Wiens identifies and questions three assumptions which explain the present impasse of Biblical casuistry in our study conferences: the principles do not contain tacit exceptions, the principles do not conflict with each other in concrete cases, and the principles can be applied directly to contemporary hard cases. Again Wiens overstates the case, for good contemporary hermeneutics does not necessarily make these assumptions. A good hermeneutics will discover such Biblical principles which are sufficiently dynamic and applicable to real life that they need not be reduced to casuistry and ethical dilemmas need not be a sign that “systematics were incomplete or incoherent.” Fortunately, most Mennonite Brethren are not such injudicious followers of tour guides or gurus with their short-range promises, and the portrayal of the morale of cultists or crusaders does not really apply to most Mennonite Brethren, however convenient the metaphor for the purpose of his argument.

My second criticism has to do with Wiens’ understanding of consensus. He appears to be trapped by the very categories he has employed to analyse decision-making in the past. As a result, he sees the 1969 Vancouver resolution on abstinence from intoxicating beverages to be endorsed by those enclosed by walls (which allow for exceptions of home-brew, etc.) and the creedalists (who are strict teetotalers). His system does not allow for a third category of those who hold the brotherhood concept so dearly that they choose to uphold the resolution, not because of legalistic casuistry, but on the grounds of brotherhood consensus. Wiens’ understanding of consensus does not allow for decision-making at this level; he has absolutized consensus to the extent that a “theological description of consensus speaks of it as a congregational process.”

Failure on the part of many to practice a brotherhood decision does not invalidate the consensus process.
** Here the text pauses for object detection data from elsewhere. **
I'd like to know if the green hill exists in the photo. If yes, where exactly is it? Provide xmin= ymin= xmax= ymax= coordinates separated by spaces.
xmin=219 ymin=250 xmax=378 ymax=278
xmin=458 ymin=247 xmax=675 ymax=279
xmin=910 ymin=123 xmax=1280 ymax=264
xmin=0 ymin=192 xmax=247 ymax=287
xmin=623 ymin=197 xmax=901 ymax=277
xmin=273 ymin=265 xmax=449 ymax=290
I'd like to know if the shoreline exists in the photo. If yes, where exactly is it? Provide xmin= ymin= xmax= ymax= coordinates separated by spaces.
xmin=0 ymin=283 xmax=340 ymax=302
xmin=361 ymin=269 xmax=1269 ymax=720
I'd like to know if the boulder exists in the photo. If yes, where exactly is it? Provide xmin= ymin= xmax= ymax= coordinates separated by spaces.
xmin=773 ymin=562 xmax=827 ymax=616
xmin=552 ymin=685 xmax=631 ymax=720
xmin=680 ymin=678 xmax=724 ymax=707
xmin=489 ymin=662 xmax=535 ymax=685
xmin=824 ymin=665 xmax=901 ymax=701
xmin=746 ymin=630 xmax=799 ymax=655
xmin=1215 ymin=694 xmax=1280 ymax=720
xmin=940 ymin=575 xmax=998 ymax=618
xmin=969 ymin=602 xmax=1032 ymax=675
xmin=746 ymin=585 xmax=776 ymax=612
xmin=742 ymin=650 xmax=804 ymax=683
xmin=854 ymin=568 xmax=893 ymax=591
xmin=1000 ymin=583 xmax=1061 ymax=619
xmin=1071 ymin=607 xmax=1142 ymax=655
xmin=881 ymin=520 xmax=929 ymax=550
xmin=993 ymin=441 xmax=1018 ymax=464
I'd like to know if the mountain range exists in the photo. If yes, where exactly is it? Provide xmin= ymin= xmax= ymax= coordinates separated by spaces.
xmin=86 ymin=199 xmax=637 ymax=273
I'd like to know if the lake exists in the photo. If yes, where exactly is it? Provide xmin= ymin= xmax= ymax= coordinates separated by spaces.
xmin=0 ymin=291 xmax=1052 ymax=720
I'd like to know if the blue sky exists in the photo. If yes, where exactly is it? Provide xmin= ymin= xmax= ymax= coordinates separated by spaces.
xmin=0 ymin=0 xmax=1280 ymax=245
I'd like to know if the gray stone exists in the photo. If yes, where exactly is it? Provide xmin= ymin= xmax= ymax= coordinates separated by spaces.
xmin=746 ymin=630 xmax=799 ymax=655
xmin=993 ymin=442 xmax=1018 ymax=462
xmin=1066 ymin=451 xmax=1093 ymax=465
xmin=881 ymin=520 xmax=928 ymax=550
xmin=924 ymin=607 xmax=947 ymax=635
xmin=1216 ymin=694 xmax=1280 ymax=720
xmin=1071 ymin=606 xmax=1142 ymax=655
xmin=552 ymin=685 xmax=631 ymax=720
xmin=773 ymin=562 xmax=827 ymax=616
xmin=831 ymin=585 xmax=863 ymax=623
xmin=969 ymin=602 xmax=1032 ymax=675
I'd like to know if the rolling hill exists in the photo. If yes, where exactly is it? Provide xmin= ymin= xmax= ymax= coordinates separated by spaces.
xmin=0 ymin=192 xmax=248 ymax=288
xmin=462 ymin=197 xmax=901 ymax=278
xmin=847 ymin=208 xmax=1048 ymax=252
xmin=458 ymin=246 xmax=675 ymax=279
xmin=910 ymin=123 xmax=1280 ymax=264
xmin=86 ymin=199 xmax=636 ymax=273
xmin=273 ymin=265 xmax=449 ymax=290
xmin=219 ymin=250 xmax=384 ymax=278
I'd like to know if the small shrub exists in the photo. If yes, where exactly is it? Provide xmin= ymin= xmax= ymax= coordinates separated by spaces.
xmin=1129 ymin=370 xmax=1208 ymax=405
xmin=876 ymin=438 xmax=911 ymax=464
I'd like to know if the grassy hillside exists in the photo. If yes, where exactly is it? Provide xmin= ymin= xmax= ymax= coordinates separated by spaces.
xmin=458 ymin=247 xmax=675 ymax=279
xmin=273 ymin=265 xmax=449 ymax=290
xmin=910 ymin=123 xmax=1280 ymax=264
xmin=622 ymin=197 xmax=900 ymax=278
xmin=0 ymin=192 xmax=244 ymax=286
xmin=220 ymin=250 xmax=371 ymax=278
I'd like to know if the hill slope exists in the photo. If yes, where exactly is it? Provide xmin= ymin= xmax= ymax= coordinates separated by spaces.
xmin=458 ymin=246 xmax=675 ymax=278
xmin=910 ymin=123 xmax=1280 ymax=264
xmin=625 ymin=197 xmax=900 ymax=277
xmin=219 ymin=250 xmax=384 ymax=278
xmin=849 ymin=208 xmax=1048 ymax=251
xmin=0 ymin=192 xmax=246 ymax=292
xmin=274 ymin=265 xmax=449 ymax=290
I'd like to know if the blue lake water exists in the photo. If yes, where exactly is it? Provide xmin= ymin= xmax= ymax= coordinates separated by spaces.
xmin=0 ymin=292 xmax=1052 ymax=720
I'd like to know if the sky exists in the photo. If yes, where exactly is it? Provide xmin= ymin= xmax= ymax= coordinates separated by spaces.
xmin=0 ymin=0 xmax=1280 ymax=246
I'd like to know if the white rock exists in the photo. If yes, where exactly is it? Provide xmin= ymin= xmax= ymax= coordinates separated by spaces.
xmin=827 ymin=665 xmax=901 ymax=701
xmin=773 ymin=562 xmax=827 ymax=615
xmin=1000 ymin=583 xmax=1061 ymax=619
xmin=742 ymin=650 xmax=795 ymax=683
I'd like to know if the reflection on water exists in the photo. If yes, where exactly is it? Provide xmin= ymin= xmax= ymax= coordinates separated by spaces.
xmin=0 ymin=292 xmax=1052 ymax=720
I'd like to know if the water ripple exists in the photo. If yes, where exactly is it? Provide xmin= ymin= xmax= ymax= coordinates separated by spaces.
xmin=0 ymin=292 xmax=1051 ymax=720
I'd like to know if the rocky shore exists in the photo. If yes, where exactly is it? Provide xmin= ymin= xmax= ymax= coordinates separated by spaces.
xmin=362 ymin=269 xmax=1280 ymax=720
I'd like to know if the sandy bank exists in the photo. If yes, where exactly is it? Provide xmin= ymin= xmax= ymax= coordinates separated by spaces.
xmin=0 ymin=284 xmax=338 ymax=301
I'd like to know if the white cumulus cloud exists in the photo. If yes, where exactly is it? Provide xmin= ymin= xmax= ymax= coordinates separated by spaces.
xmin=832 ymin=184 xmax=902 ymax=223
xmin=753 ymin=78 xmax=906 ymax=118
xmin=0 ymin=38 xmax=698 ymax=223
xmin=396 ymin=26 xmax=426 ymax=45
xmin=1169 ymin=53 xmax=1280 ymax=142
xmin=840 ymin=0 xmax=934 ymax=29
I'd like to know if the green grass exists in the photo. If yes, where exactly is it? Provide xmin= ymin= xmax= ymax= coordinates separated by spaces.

Why need brotherhood work only at a congregational level? Whether in a koinonia group, local church, or provincial or area conference, decisions usually are shaped by the influential leadership of a few. Can it not be argued that the collective insights of a wide range of experts is probably more reliable than those of a parochial group whose insights were largely shaped by a few influential spokesmen? To have tacit approval by a direct democracy in which all vote (although such membership meetings are non-existent) does not necessarily guarantee a workable consensus. {21}

Despite my criticisms, I actually concur with Wiens’ conclusion that we must find a synthesis (for I agree that we must carefully examine the sociological and psychological components that go into theological and ethical formulations); however, without reductionism. I agree that the solutions may not be the same for all, however difficult to enforce. And certainly the church must loose and bind, but who determines the size of the church, be it a koinonia group, a local congregation, or a whole conference? Ethical decision-making should be possible at all levels, the level depending upon the nature of the decision to be made.

Peter M. Hamm is Assistant Professor of Contemporary Ministries and Sociology at Mennonite Brethren Bible College, Winnipeg, Manitoba, where he also serves as Registrar and Director of Admissions.